Elle grandissait si vite. Trop se disait-il surtout lorsqu’il la voyait se faire bronzer en maillot de bain dans leur cour. Elle n’avait à peine quatorze ans, c’était encore un bébé et elle avait déjà le corps d’une gamine de dix-sept ou dix-huit ans. Et rien qu’à l’idée de savoir ce que penseraient les petits dégueulasses de son collège à la rentrée prochaine, Damian en était malade. Il aurait tellement voulu qu’elle soit encore, très longtemps, sa petite fille, cette petite fille qui le bassinait à longueur de journée avec ses foutues licornes. C’était comme si, un soir, cette petite fille était partie se coucher et que le lendemain matin une jeune fille était apparue à sa place. Elle avait tellement grandi, tellement changé qu’il avait du mal à s’y faire. Et dire qu’en plus, un jour, bientôt, elle partirait faire ses études, qu’elle rencontrerait quelqu’un et qu’elle se construisait une vie et un foyer. C’était tout ce que Damian voulait pour elle, tout ce qu’il avait toujours souhaité pour elle et tout ce qu’il redoutait aussi. Et même si elle avait la tête sur les épaules, il préférait ne pas penser à tout ça pour le moment. Ça allait déjà bien assez vite comme ça, bien trop vite à son goût, bien trop vite pour lui qui avait l’impression d’être complètement largué. Et ouais mon pote et un jour elle va venir chez toi pour te dire que tu vas être grand-père…boum ! Première claque dans la gueule…et qu’elle part avec un mec qui aura une boucle d’oreille dans le nez et qui veut devenir joueur d’ukulélé dans un groupe de hard rock…et boum ! Claque version double dose dans la gueule du pépé !
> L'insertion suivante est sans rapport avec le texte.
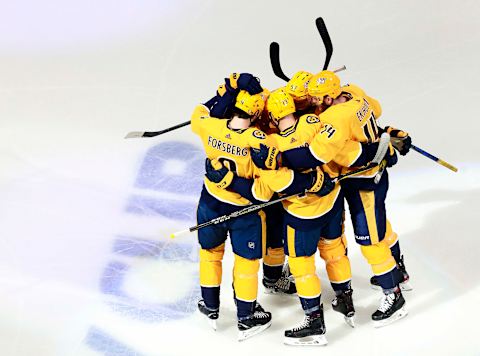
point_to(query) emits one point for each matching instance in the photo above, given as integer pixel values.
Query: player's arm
(199, 114)
(262, 188)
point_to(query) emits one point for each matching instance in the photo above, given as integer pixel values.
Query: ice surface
(86, 263)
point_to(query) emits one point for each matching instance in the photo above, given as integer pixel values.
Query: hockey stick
(275, 51)
(251, 208)
(327, 41)
(381, 151)
(433, 158)
(137, 134)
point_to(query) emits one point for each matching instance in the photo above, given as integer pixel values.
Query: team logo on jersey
(312, 119)
(259, 134)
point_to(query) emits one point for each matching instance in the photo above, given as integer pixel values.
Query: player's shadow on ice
(441, 258)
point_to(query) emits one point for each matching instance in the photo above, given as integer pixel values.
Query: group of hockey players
(293, 142)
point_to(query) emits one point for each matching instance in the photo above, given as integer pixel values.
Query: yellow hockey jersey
(309, 206)
(353, 120)
(231, 147)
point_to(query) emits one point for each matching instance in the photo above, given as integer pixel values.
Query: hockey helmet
(297, 86)
(251, 104)
(279, 105)
(324, 83)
Pour elle, rien n’allait trop vite. Tout semblait se passait comme au ralenti. Les jours, les heures, les minutes, les secondes, tout semblait être figé. Seule variait la partie de son corps qui ne la faisait pas souffrir.
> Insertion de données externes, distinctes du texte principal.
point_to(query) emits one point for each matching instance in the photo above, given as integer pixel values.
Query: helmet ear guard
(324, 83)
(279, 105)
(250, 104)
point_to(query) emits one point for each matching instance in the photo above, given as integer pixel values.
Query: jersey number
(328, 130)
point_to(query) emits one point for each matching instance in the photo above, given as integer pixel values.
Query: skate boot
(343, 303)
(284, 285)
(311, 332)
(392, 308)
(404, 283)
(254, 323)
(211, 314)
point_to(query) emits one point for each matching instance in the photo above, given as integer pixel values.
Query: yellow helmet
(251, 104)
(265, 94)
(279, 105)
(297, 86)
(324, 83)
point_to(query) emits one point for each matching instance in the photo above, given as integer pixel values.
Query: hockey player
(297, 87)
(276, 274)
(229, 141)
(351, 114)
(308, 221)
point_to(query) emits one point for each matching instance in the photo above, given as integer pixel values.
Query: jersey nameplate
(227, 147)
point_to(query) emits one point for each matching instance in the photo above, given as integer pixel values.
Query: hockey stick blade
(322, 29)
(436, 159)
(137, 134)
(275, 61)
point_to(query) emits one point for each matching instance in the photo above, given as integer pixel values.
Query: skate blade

Comme chaque fois, elle attendrait que ça se passe. Comme chaque fois, elle aurait l’impression de ne pas être véritablement là, comme si elle regardait ça sur un écran, comme un mauvais film dont on attend la fin avec impatience en redoutant que le prochain n’arrive trop vite et ne soit encore pire. Quand cela devenait trop difficile à supporter, trop dur, elle se refugiait dans ses souvenirs, avec eux. Son corps était là. Elle le cédait volontiers à cette bête enragée, qu’elle s’en amuse, qu’elle le prenne, qu’elle le secoue, qu’elle le déchire, qu’elle s’en serve comme d’un défouloir. Elle, elle s’en allait loin. Très loin. Elle imaginait une vie qui ne serait jamais réalité. Elle attendait que ce soit terminé, que cette bête immonde en ait terminé, que cette bête possédée se soit calmée et son démon rassasié, jusqu’à ce qu’elle finisse par s’en aller. C’était pour eux qu’elle supportait tout ça, grâce à eux qu’elle pouvait l’endurer. Le reste, cela n’avait pas d’importance. Il y avait très longtemps que cela n’en avait plus.
Puis, comme chaque fois, elle reprenait son corps, revenait l’habiter. Elle recommençait à respirer, recommençait comme si de rien n’était, sans une larme ni remords ou regrets, sans qu’elle n’ait poussé le moindre gémissement ou la moindre plainte. C’était aujourd’hui d’une banale anormalité pour elle. Une normalité certains jours.